Robert Joseph Congel (July 6, 1935 – February 3, 2021) was an American real estate developer known for his foundation of Pyramid Companies and development of projects such as Destiny USA.

== Early life ==
Robert Joseph Congel was born in Syracuse, New York, on July 6, 1935. His parents worked in the family real-estate and construction businesses. He attended high school at the Christian Brothers Academy, graduating in 1954. He entered Fordham University studying math, but did not receive a degree, and left the university in 1958.

== Career ==
After he left Fordham, Congel founded R.J. Congel Construction Company, with help from his grandfather who provided a loan of $175. This company focused on development of apartments and offices. In 1968 he co-founded Pyramid Companies, a property development company initially focused on shopping plazas. By the 1970s it had expanded to larger shopping mall projects.

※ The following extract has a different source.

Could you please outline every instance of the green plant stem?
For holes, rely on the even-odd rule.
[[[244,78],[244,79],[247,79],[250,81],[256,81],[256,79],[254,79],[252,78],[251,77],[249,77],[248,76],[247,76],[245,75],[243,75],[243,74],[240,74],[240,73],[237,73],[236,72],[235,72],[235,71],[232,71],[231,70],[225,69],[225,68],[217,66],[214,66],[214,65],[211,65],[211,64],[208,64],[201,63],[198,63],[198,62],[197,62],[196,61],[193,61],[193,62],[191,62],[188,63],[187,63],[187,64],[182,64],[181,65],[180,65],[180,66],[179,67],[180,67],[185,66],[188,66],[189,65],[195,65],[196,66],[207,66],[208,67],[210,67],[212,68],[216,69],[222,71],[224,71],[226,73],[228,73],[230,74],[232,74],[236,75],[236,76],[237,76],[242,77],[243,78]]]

He became known for holding regular company strategy sessions at 6:00 or 6:30 in the morning. In 1988, Congel's net worth was estimated at $200 million, a figure that had risen to $700 million by 2003. A profile in The New York Times that year described Congel's mall development strategy as "risking his own capital to get malls finished and retain control." Though the profile noted that Congel attempted to keep a "low profile," it also described him as leaving "trail of lawsuits" in his wake. He became known for partnering with financiers and making extensive contributions to friendly politicians while working on development projects. His company eventually became known as Pyramid Management Group.

One of the largest company projects was Carousel Center in Syracuse, which Congel began in the 1990s on the shores of Onondaga Lake. In the early 2000s, he presented a plan that would drastically expand Carousel Center, renamed Destiny USA, and make it the largest mall in America. As part of the project, he requested tax breaks from the state. Congel claimed that the project offered a chance for him to "improve his hometown", though others criticized his work, especially his aggressive efforts to gain tax breaks. In 2005, Congel described his goal for the mall to become " the No. 1 tourist destination in America," envisioning an eco-friendly mall that he claimed would "produce more benefit for humanity than any one thing that private enterprise has ever done." After receiving substantial tax breaks, the mall was expanded, but not to the extent that Congel initially described. Congel and Pyramid Companies also worked to redevelop Franklin Square and the Clinton Exchange building in the city.

By the time Congel handed control of Pyramid Management Group to his son in the late 2010s, it was the Northeast's largest privately held mall developer.

== Personal life ==
Congel married Suzanne Flanagan in 1961; they had five children. He was a trustee of various local organizations, including the Christian Brothers Academy, Le Moyne College, and, from 1984 to his death, Syracuse University. He was also on the Board of Commissioners of the Syracuse Housing Authority, the Metropolitan Development Association, and the Greater Syracuse Chamber of Commerce. He owned properties in Wayne County, New York, on Skaneateles Lake, and lived in Manlius, New York.

By the late 2010s, Congel was in failing health, and he died at his home in Manlius on February 3, 2021.